7. Finalize the recovery: Once the recovery process is complete, you can verify the recovered data and check if any files are corrupted. You can also create a backup of the recovered data on a separate disk to ensure its safety.

Remember, this is just a basic example to get you started with ddrescue. You can explore additional options and strategies, such as changing block sizes or using different recovery modes, to adapt to specific situations. Be sure to refer to the ddrescue documentation and adjust the command parameters according to your needs.

Here’s an example of the output you might see when running ddrescue:

ddrescue: Starting ddrescue version 1.25
[ipos: 0 B, non-trimmed: 0 B, total: 1024 MB]    # Initial status information

Copying non-tried blocks... Pass 1 (forwards)
rescued: 8000 MB, errsize: 256 kB, current rate: 1000 kB/s  # Progress update

Splitting failed blocks... Retry 1 (after splitting)
rescued: 8000 MB, errsize: 128 kB, current rate: 800 kB/s   # Progress update

Splitting failed blocks... Retry 2 (after splitting)
rescued: 8000 MB, errsize: 64 kB, current rate: 600 kB/s    # Progress update

Finished                                      # Recovery process completed
ddrescue: Summary - Errors: 0 B, Error rate: 0.00%, Average rate: 800 kB/s

In this example, the initial status shows that ddrescue has started, and the source disk has a total size of 1024 MB. As the recovery process progresses, it displays information about the amount of data rescued, the size of the remaining errors (errsize), and the current recovery rate. It also indicates the pass number or retry number if splitting of failed blocks is enabled.

The output concludes with a summary that shows the total amount of errors (Errors), the error rate (Error rate), and the average recovery rate (Average rate).

Please note that the actual output may vary depending on the specific version of ddrescue you’re using and the parameters you’ve provided.

There are a few strategies you can employ to speed up the recovery process. Here are some tips:

1. Use the --direct option: By default, ddrescue uses buffered I/O, which can slow down the recovery process. You can use the --direct option to enable direct I/O, which bypasses the buffer cache and can improve performance. However, keep in mind that this may increase the load on your system, so monitor its resources accordingly.

2. Start with a larger block size: ddrescue allows you to specify the block size with the --block-size option. Using a larger block size can improve performance, especially when dealing with large bad sectors. However, if you encounter errors, you might need to reduce the block size to ensure better error handling.

3. Use the logfile feature: ddrescue has a built-in feature called “logfile” that helps you resume the recovery process if it gets interrupted. It keeps track of the already recovered data and the areas with errors. By using the logfile, you can pause and resume the recovery process without starting from scratch each time.

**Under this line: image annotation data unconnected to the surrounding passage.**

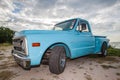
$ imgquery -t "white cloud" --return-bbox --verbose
[0,0,120,41]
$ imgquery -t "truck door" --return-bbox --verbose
[74,21,95,56]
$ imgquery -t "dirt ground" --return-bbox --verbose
[0,47,120,80]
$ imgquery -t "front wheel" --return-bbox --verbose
[49,46,66,74]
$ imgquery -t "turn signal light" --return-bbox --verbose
[32,43,40,47]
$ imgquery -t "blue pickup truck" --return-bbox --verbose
[12,18,109,74]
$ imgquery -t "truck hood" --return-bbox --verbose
[16,30,71,35]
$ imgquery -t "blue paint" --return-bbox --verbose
[12,18,109,66]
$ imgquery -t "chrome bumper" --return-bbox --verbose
[12,50,31,69]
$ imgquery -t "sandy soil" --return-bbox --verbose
[0,47,120,80]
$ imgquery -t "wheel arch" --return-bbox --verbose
[43,42,71,58]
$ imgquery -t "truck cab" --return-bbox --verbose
[12,18,109,74]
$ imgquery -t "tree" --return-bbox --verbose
[0,26,15,43]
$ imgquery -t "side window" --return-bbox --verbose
[76,23,89,32]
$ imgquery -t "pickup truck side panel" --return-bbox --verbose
[12,18,109,69]
[26,32,95,65]
[94,36,109,54]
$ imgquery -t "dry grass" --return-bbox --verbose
[101,65,117,69]
[85,75,92,80]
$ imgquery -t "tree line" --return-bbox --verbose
[0,26,15,43]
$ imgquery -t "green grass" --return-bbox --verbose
[0,43,12,47]
[108,47,120,57]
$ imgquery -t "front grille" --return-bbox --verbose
[13,37,27,55]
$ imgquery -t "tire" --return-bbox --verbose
[100,43,107,57]
[49,46,66,74]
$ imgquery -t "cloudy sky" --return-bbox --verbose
[0,0,120,42]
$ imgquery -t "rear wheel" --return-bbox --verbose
[49,46,66,74]
[100,43,107,57]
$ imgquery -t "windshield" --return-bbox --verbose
[53,19,76,30]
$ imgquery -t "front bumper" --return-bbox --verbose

4. Prioritize non-error areas: When using ddrescue, you can specify the areas you want to prioritize by providing a mapfile. You can start by recovering the non-error areas first to retrieve as much data as possible. Then, you can go back and focus on the areas with bad sectors using different settings or approaches.

5. Avoid unnecessary retries: By default, ddrescue will make multiple attempts to read from a bad sector. This can significantly slow down the recovery process. You can use the -n or --no-scrape option to disable scraping and avoid unnecessary retries. However, keep in mind that you may miss some recoverable data by doing this.

6. Try reverse mode: If you’re having difficulty recovering data in the forward direction, you can try using the reverse mode in ddrescue. The reverse mode starts from the end of the disk and works backward. This can be helpful in cases where certain areas of the disk are more accessible from the end.

Remember, dealing with bad sectors can be a time-consuming process, and it’s crucial to have patience. Additionally, it’s always a good idea to make a bitwise copy of the disk using dd or similar tools before attempting any recovery operations to ensure you have a backup of the original data.